Lovin' the shape here man, I'm a real fan of single cuts like this. Question though.. I don't want to be the guy who didn't bring it up before you started with the router and the pattern bit - there are a few separate flat areas in the curve around the back end, notably around where your forearm will be sitting.

I'll risk seeming like a nit-picky dick on the off-chance you didn't spot it and were going to use that exact cut for the template routing.


----------



## TDR (Sep 1, 2013)

Subbed! 

After you're done with this you won't need that skervy anymore!


----------



## jahosy (Sep 2, 2013)

AwDeOh said:


> Lovin' the shape here man, I'm a real fan of single cuts like this. Question though.. I don't want to be the guy who didn't bring it up before you started with the router and the pattern bit - there are a few separate flat areas in the curve around the back end, notably around where your forearm will be sitting.
> 
> I'll risk seeming like a nit-picky dick on the off-chance you didn't spot it and were going to use that exact cut for the template routing.



I'm more than happy to get pointers from experienced builders so no worries  

Yeh will need to round up the edges abit more for the final template. Was just too anxious to get a feel on how the figuring would look! Lol


----------



## jahosy (Sep 26, 2013)

Resuming work after our recent overseas trip. Some updates:

My 'workshop' 













Hardwares




17' radius fretboard. 



Need some pointers here: What's the recommended finish for maple fretboards? Am heading towards tung oil, but will polyurethene work? 

Thanks in advance!


----------



## Cloudy (Sep 26, 2013)

I'd definitely suggest going with Tung-oil.


----------



## djohns74 (Sep 26, 2013)

I don't care for the feel of pure tung oil personally. I pretty much always use Minwax satin wipe-on poly for maple necks/fretboards.


----------



## quoenusz (Sep 26, 2013)

Tung oil tends to get grey if you play the guitar everyday. Eventually it will rub off and the maple gets stained by your fingers. I would recommend a lacquer or an oil like Danish oil because it hardens.


----------



## jahosy (Sep 26, 2013)

Thanks guys! 

Yeh was concerned about the maintenance required with tung oil. Will do more research on the other products!


----------



## jahosy (Nov 21, 2013)

Going slow on this one 

Some updates:

Bookmatched top 




Headstock cap - flamed maple with walnut veneer and maple bindings. Going for the reverse parker / ormsby styled design.

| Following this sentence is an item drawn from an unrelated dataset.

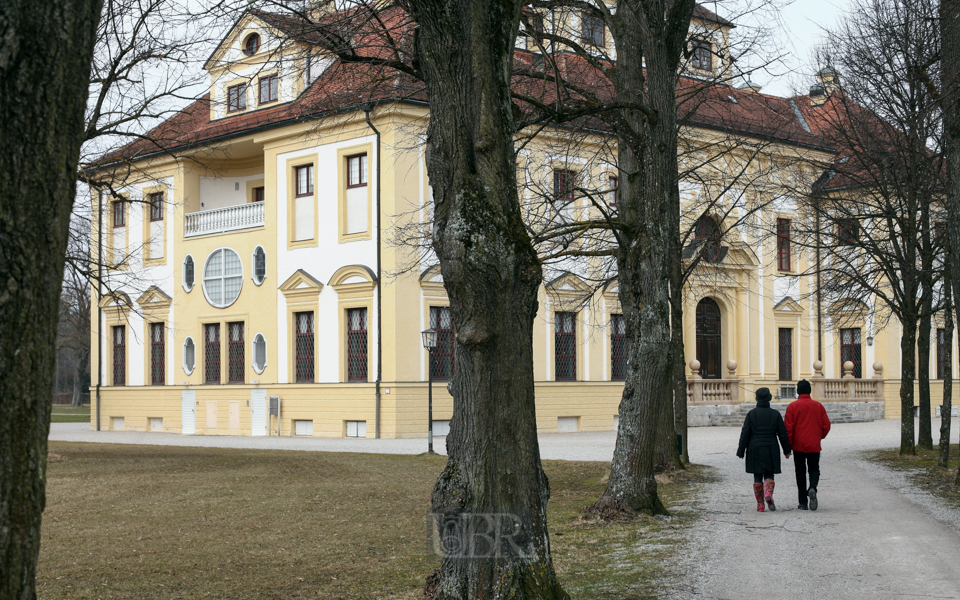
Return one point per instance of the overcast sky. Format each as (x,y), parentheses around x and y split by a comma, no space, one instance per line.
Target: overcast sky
(799,34)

First and probably last time working with maple bindings. 













Scarf joint followed by headpiece.









2mm rebates for the tuner brushing....





... and hipshot (smallish) vs. gotoh brushing





Moving on.. ready for truss rod





Until disater struck 









The culprit 





But think i've an idea to fix this mess up. Stay tuned! 

Fitting in the hipshots





Prefer the smaller brushing.


----------



## Pikka Bird (Nov 21, 2013)

The bit came loose?! That happened to me once when I routed the truss rod channel. Kinda taught me to listen for "that sound", which I'm sure you also heard, no?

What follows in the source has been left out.